I don't see a picture


----------



## ascott (Jul 5, 2011)

Sorry about the missing pic 68merc....I have reattached it here...I found the spot where u can delete attachments...so I deleted most...did not realize it pulled the pic from the post....dohhhhh


----------



## Carol S (Jul 5, 2011)

ascott said:


> Sorry about the missing pic 68merc....I have reattached it here...I found the spot where u can delete attachments...so I deleted most...did not realize it pulled the pic from the post....dohhhhh



Hi: 

Cute picture. He seems to be really enjoying himself. What kind of tortoise is he?

Carol


----------



## Candy (Jul 5, 2011)

That is too cute! I'm going to have to try that one with mine.


----------



## Torty Mom (Jul 5, 2011)

Carol, he is a CDT = California Desert Tortoise.
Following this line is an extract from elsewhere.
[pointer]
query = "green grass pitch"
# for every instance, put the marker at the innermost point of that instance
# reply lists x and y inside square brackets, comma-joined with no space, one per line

And a handsome one at that!


----------



## ascott (Jul 5, 2011)

Thanks Torty Mom....this old guy has poor eyesight, he came that way  

I have a pink sprinkler head and a yellow spinning one...now he will walk right up to the sprinkler and start biting at it...he will then walk over the sprinkler head and like stand there flooding the ground out....it is very silly. 

I truly believe at first glance he thinks he can eat it (pink or yellow flowers) then it seems like he realizes , "oh its water, cool too" (I know that is not what he is saying, but I humanized it up a bit for descriptives based on his actions)...

He use to hang out where I use to work, I had an office that had a door out to a patio/courtyard...so I had safeguarded a sunny and shady spot on the patio, well on one of my bookshelves at near ground level I had a book "computers for dummies" and the book had bright yellow on it...I came into my office to find him trying to strike and eat the yellow part of the book....LOL ..like I said his eyesight has a bit to be desired...this is why I let him stay out in his yard all day, but back in his sleeping digs for the night..I don't trust the nightcrawlers that come out..he would never see danger coming...so he sprawls out and goes to sleep when he retires to his sleeping box each night


----------